Key claim map (what each independent claim covers)
| Element |
Claim 1 |
Claim 14 |
| Ibuprofen dose |
750-850 mg |
750-850 mg |
| Famotidine dose |
24-28 mg |
24-28 mg |
| Tablet format |
Tablet; table-in-tablet option |
Tablet; table-in-tablet option |
| Layering |
First layer in contact with second layer |
Same |
| Direct contact requirement |
Yes |
Yes |
| Direct contact surface area cap |
Not stated |
≤130 mm² |
| Enteric/sustained release |
Neither composition/layers are enterically coated or sustained release |
Same |
| Release onset |
Begins to occur at about same time |
Same |
| Exclusion |
No barrier coated famotidine multiparticulates dispersed in ibuprofen matrix |
Same |
| Stability test anchor |
40°C/75% RH |
Room temperature |
| Stability anchor duration |
1 month |
3 months |
| Stability threshold |
≥90% ibuprofen and ≥90% famotidine |
≥90% ibuprofen and ≥90% famotidine |
What does the claim set imply about competitor product positioning?
A competitor considering an ibuprofen-famotidine combination tablet must treat four technical variables as simultaneously constrained:
- Dose matching (not just “about” within formulation tables, but within the claimed numeric bands)
- Layer architecture supporting direct contact without enteric/sustained release
- Release onset synchronization (“about the same time”)

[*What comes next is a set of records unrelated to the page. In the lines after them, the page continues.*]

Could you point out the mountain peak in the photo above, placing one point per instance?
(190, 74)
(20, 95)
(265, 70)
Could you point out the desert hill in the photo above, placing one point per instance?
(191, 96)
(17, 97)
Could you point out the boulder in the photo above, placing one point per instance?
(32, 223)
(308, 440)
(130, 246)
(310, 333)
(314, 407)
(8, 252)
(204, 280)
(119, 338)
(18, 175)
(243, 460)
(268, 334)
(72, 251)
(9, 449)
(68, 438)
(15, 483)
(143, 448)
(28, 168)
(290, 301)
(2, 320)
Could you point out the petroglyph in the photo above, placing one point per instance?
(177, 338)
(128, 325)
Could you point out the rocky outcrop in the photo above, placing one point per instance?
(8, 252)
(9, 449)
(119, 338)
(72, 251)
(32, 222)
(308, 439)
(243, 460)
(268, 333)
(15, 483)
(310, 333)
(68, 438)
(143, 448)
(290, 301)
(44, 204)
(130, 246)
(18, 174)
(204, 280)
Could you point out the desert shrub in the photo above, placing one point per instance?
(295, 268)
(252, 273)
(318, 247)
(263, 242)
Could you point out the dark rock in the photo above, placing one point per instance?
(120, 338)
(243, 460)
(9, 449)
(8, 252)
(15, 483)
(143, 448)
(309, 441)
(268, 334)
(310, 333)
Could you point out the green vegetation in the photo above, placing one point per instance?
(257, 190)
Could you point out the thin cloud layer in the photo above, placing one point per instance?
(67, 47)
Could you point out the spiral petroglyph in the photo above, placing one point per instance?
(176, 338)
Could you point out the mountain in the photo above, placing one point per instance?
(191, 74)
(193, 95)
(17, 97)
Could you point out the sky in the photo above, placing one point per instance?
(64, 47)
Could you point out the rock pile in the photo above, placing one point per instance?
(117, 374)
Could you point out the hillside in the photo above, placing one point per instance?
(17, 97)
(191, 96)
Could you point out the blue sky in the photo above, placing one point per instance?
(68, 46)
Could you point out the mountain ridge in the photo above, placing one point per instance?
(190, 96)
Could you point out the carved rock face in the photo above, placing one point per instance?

- Stability under the recited storage conditions, especially humidity/temperature stress for the claim 1 track
The patent also creates a negative constraint in the explicit exclusion clause targeting barrier-coated famotidine multiparticulates dispersed in ibuprofen matrix. That pushes competitors toward either:
- different structural arrangements for famotidine (non-barrier-coated multiparticulates or different physical form), or
- different spatial/interaction design so that it does not match the excluded architecture.
Key Takeaways
- US 8,309,127 claims an immediate-release, two-layer (or table-in-tablet) ibuprofen-famotidine tablet with API direct physical contact, same-time release onset, and no enteric/no sustained release.
- The enforceable claim backbone is dose ranges plus direct contact + IR constraints + same-time release + exclusion of a specific famotidine barrier-multiparticulate-in-ibuprofen-matrix architecture.

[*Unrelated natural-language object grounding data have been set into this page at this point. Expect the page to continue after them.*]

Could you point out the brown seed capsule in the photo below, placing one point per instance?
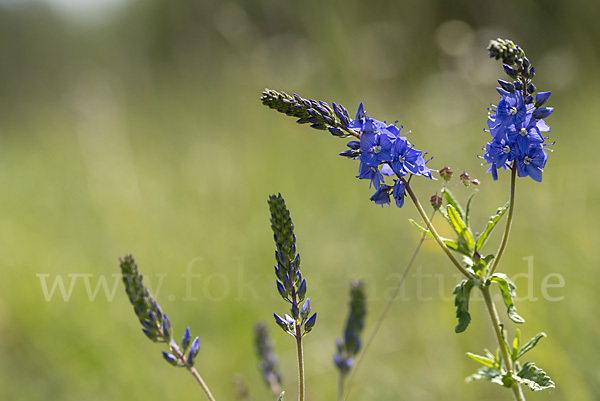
(436, 201)
(446, 173)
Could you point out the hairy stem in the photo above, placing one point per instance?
(194, 373)
(341, 387)
(433, 232)
(491, 307)
(300, 364)
(511, 208)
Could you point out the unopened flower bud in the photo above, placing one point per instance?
(446, 173)
(436, 201)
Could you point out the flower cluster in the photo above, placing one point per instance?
(351, 344)
(317, 113)
(382, 150)
(516, 123)
(155, 324)
(290, 284)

- Claim 14 adds a quantitative limiter: direct physical contact surface area ≤130 mm², and it uses room-temperature stability up to 36 months.
- The dependent claims monetize performance via 90%/95% remaining drug under defined storage conditions, creating a compliance requirement tied to stability results.
FAQs
1) Does the patent require enteric coating to avoid infringement?
No. The claims require none of the composition or layers/APIs to be enterically coated and none to be formulated for sustained release.
2) Are the dose ranges flexible?
The claims specify 750–850 mg ibuprofen and 24–28 mg famotidine; falling outside those numeric ranges avoids literal coverage of the independent claims.
3) What is the biggest structural discriminator between claim 1 and claim 14?
Claim 14 adds the direct physical contact surface area limit of ≤130 mm² and uses room-temperature stability as the anchor, while claim 1 uses 40°C/75% RH.
4) What specific formulation is excluded from claim coverage?
The claims exclude formulations where famotidine is barrier coated multiparticulates dispersed in an ibuprofen matrix.
5) What stability metrics matter most for infringement risk?
For claim 1, the anchor is ≥90% ibuprofen and ≥90% famotidine after 1 month at 40°C/75% RH. For claim 14, the anchor is ≥90% ibuprofen and ≥90% famotidine after 3 months at room temperature, with additional dependent thresholds extending to 36 months.
References
[1] United States Patent US 8,309,127.